The Delaware Beaches along the Delaware coast is a very popular vacation destination. But you may wonder how these beach communities developed. Here’s a little bit of the history behind the Rehoboth, Bethany, and Dewey Beaches in Delaware.
Rehoboth Beach—From Church Camp to Resort Town
When the first European settlers arrived in the area, it is said that this area was one of the main Mid-Atlantic fishing villages for Native Americans. However, modern developments have wiped away any evidence that such a village may have existed.
The city was first founded as a church camp association. When the church group disbanded, it was incorporated as Henlopen City. Later it was renamed Rehoboth Beach which was the name originally given to the city by the church group. Interestingly, Rehoboth is a location named in the Old Testament, which means “broad spaces” in Hebrew.
Bethany Beach—A Quiet Community Withstands Multiple Disasters
You may recognize Bethany as another Biblical name (from the New Testament this time). This city was also founded by a minister. Prior to 1950, this was a quiet little community. But growth began not long after the end of the second World War. The Chesapeake Bay Bridge made the beach community easily accessible to the residents of the nation’s capital, causing a population boom.
A devastating storm brought ruin in 1962. But development was resumed starting with a new post office and bank.
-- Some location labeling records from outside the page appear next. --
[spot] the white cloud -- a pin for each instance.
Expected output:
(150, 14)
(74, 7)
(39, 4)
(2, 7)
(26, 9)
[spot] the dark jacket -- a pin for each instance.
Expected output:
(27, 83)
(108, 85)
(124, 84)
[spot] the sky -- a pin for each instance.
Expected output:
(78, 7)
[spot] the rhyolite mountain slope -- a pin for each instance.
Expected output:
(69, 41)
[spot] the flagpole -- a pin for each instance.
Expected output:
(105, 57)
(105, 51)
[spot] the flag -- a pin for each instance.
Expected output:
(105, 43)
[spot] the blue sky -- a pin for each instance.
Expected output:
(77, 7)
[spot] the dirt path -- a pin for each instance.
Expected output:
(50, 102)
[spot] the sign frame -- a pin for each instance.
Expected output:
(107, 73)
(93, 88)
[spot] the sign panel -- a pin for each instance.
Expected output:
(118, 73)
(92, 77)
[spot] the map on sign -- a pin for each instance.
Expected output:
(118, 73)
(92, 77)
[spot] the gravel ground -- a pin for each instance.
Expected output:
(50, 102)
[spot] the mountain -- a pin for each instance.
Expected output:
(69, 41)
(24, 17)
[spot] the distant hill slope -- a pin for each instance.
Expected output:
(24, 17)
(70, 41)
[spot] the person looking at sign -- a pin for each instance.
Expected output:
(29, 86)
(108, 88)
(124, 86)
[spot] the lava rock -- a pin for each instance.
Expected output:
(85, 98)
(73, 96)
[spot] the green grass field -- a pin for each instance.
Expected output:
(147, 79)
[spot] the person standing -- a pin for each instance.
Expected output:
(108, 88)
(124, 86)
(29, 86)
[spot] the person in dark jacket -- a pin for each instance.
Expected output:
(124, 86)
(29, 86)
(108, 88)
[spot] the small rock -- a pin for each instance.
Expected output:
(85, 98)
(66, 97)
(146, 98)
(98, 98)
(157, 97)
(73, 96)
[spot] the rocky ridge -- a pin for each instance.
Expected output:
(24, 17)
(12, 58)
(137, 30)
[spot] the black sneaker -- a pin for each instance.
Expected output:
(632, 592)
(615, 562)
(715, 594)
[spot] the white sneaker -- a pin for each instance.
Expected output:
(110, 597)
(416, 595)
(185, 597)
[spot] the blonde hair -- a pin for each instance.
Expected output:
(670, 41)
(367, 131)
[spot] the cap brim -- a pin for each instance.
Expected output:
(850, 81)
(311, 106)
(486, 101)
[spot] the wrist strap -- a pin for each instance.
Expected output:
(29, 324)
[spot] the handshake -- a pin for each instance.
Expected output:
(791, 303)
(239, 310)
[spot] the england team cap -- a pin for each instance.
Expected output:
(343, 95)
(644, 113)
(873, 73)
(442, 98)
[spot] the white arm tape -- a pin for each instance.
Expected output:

Several hurricanes and nor’easters have damaged the area. But the residents were not deterred, and development continued, even until today. In 2011, Bethany Beach imposed a smoking, including nearly all of the boardwalk and beach areas.
Dewey Beach—A Way of Life
This is the most popular beach in Delaware, although you wouldn’t know it from the town’s population; 300-or-so residents. At peak season, 30,000 people descend on Dewey Beach and it’s many eateries. Only recently incorporated in 1981, Dewey beach is a popular family vacation spot and has adopted the motto: “Dewey Beach, a way of life.”